Unless she is to take over CBS. Then the vote is YES! (Or am I wishing too much pain on CBS?)
HP aggressively moved their own factories to the PRC and drove their suppliers to do the same. I wonder how much their costs of quality and logistics increased. I further wonder how much the inevitable loss of intellectual property when the crooks who work in those PRC factories sold it to Lenovo and the like, has harmed their ability to make their numbers in Asia and elsewhere?
pity that she'll never know the feeling of watching
her livelihood move to Mumbai/Bangalore/Guandong..
saying that it was a sucker move to pick up CPQ who
previously was suckered into picking up DEC.
DEC was a great company in its day but failed to change
with the times. I still remember KO's "Un*x = snakeoil"
comment...
Be nice now.......HP makes outstanding printers.
I am with you. With a few notable exceptions such as Michael Dell, T.J. Rodgers and perhaps, Scott McNealy, it seems to me that an inordinate percentage of high tech C levels are libs.
As I said in #22, sometimes there's a hidden agenda.
Carly is not unlike many CEO's brought in from outside the company. They come in needing to make a big statement on the direction of the company and in a lot of the cases don't have all the facts on the ramifications which will follow. After the deed is done then they are hard pressed to admit their failure. Buying Compact at the time HP did was regarded by most as being fool hardy at best. What she did was take a good company and sped good cash on a bad declining one. What she gained was not worth the cost HP paid in employee satisfaction and lost company value. Hind sight is 20/20 and in this case her myopia really shows. Carly should have remembered the old saying "remember who brings you to the dance" and strengthened the RD of their traditional core technologies. Carly should understand one thing. The pain she is probably experiencing now is only a very small infinite fraction of what the former HP and Compact employees felt through her mismanagement.
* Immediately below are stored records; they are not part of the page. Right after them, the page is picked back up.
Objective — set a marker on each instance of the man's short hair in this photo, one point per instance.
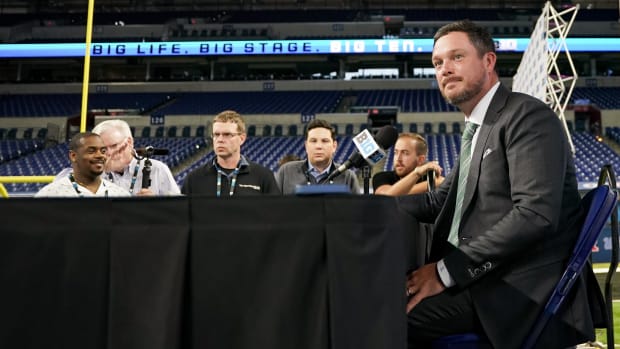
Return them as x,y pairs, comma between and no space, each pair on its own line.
231,116
113,125
76,140
478,35
421,147
320,123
for some reason I have the notion that seeing HP products today will be like seeing PanAM in 2001.
I think they really missed the boat with the Ipaq PocketPC.
If they could have parlayed that into the phones more agressivly it would have been as universal as wristwatches.
There. Fixed it.
The most amazing thing is that an upstart hasn't collapsed the ink market like a house of cards. HPs competitors bought into it and are just as vulnerable.
KO ruined DEC by refusing to develop a decent management team - instead he had very bright technicians who couldn't manage - who were easy marks for manipulation by the those adept at playing inside politics - the real 'ride 'em hard and dump 'em' crowd cited earlier. The techie's designed and built quality products they couldn't sell; the politicians voted themselves and their 'team's fat bonuses and ignored the changes in the market.
KO was finally (and deservedly) dumped after two major screwups (that cost a lot of employees their wealth):
1)Letting PC's do to him what DEC did to IBM
2)Unsuccessfully and embarrassingly fighting the UNIX/Open Systems market evolution.
KO and his management team of inside players left with still very fat wallets and stuck it to Compaq. HP's purchase of Compaq was KO's revenge for HP management handling the Unix wars so well.
Carly was an opportunist who did a great job for what she was hired to do - fire people and shake up a culture. She ruined a great company when she tried to build a new company - something she had neither the talent nor the skill to accomplish. Unfortunately, she got wealth, riches and fame - and the price of failure was (and will be) paid by the stockholders and the ten's of thousands of employees that lost (and will lose) their jobs.
Prior to the purchase, the Hughes corporate management announced a decision that would make the company more saleable. They said that there should be some assurance that key technical personnel, the heart of the company, would remain with Hughes after a sale. The Hughes board of directors adopted the Hughes Long-Term Incentive Plan (LTIP). The 1985 GM Hughes Electronics corporation annual report describes the LTIP. It states the LTIP was designed to provide approximately one thousand key scientists, engineers, and managers of Hughes with an incentive to keep them from leaving the company in the event of a sale. That report also says that the amount of the incentive would total two hundred fifty million dollars. This did not include what the report called a preacquisition charge of one hundred twenty-five million dollars (note; this preacquisition charge is fifty percent of the total amount disbursed). The preacquisition charge included a loan fee for the two hundred fifty million dollars, plus enough more to satisfy tax liabilities of the recipients. The true cost of the LTIP was three hundred seventy-five million dollars. The same report stated that the future economic benefits from the LTIP were to be one hundred twenty-five million dollars. They spent three hundred seventy-five million dollars to increase the value of the company by one hundred twenty-five million dollars! In other words, it cost them three dollars to make one dollar.